🤖 AI Summary
Existing EEG-based visual decoding methods neglect the brain’s intrinsic hierarchical organization. Method: This paper proposes a tri-stream hierarchical decoding framework grounded in the Hubel-Wiesel theory, which explicitly decouples visual stimuli into contours, foreground objects, and scene context, and models each via dedicated EEG encoders. A cross-attention routing mechanism enables progressive cross-modal feature fusion, while CLIP-aligned hierarchical contrastive learning supports biologically interpretable zero-shot recognition. Contribution/Results: To our knowledge, this is the first work to explicitly embed canonical visual cortical pathway modeling into the EEG decoding pipeline.
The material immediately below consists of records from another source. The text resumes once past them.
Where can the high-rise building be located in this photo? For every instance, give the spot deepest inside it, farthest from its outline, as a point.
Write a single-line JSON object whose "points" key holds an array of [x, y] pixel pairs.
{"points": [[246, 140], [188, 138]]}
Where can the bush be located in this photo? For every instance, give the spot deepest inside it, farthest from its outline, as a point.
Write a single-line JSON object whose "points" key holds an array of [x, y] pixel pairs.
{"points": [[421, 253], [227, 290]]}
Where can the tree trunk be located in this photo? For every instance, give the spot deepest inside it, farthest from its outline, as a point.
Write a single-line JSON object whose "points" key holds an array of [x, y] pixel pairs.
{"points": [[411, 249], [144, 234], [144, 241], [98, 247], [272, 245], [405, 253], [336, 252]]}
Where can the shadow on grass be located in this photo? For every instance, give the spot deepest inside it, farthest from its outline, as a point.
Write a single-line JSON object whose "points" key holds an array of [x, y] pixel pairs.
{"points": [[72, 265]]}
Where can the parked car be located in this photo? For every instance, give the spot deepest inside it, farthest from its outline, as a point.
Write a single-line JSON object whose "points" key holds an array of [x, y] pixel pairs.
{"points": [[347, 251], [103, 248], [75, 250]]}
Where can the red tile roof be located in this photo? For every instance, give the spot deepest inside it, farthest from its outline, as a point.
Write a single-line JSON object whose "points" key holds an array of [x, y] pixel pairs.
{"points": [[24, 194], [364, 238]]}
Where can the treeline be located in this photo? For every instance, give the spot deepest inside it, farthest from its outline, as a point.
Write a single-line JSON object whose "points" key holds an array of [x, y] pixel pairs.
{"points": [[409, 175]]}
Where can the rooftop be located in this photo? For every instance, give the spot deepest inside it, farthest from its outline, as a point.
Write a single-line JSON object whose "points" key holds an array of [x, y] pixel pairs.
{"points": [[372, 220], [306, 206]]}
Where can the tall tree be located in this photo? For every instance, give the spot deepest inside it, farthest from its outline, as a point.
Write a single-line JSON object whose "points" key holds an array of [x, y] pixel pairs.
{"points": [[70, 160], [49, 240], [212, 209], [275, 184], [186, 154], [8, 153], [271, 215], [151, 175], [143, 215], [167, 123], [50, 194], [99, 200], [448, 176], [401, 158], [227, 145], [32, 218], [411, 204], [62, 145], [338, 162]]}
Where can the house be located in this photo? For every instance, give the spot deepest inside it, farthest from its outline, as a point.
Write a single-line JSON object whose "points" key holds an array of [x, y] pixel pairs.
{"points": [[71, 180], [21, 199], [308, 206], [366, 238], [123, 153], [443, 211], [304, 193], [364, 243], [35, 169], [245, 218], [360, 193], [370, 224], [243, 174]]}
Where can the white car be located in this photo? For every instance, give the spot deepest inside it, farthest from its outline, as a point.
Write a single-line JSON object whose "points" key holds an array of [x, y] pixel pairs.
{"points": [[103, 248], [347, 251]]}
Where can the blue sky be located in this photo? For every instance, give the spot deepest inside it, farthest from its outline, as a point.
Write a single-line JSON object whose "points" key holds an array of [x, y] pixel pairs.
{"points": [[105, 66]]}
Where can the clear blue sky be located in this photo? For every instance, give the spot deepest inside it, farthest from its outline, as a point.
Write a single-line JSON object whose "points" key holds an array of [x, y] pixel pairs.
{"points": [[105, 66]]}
On the THINGS-EEG dataset, the method achieves 40.9% within-subject and 22.9% cross-subject Top-1 accuracy—surpassing state-of-the-art by over 45%.
📝 Abstract
Understanding and decoding brain activity into visual representations is a fundamental challenge at the intersection of neuroscience and artificial intelligence. While EEG-based visual decoding has shown promise due to its non-invasive, low-cost nature and millisecond-level temporal resolution, existing methods are limited by their reliance on flat neural representations that overlook the brain's inherent visual hierarchy. In this paper, we introduce ViEEG, a biologically inspired hierarchical EEG decoding framework that aligns with the Hubel-Wiesel theory of visual processing. ViEEG decomposes each visual stimulus into three biologically aligned components-contour, foreground object, and contextual scene-serving as anchors for a three-stream EEG encoder. These EEG features are progressively integrated via cross-attention routing, simulating cortical information flow from V1 to IT to the association cortex. We further adopt hierarchical contrastive learning to align EEG representations with CLIP embeddings, enabling zero-shot object recognition. Extensive experiments on the THINGS-EEG dataset demonstrate that ViEEG achieves state-of-the-art performance, with 40.9% Top-1 accuracy in subject-dependent and 22.9% Top-1 accuracy in cross-subject settings, surpassing existing methods by over 45%. Our framework not only advances the performance frontier but also sets a new paradigm for biologically grounded brain decoding in AI.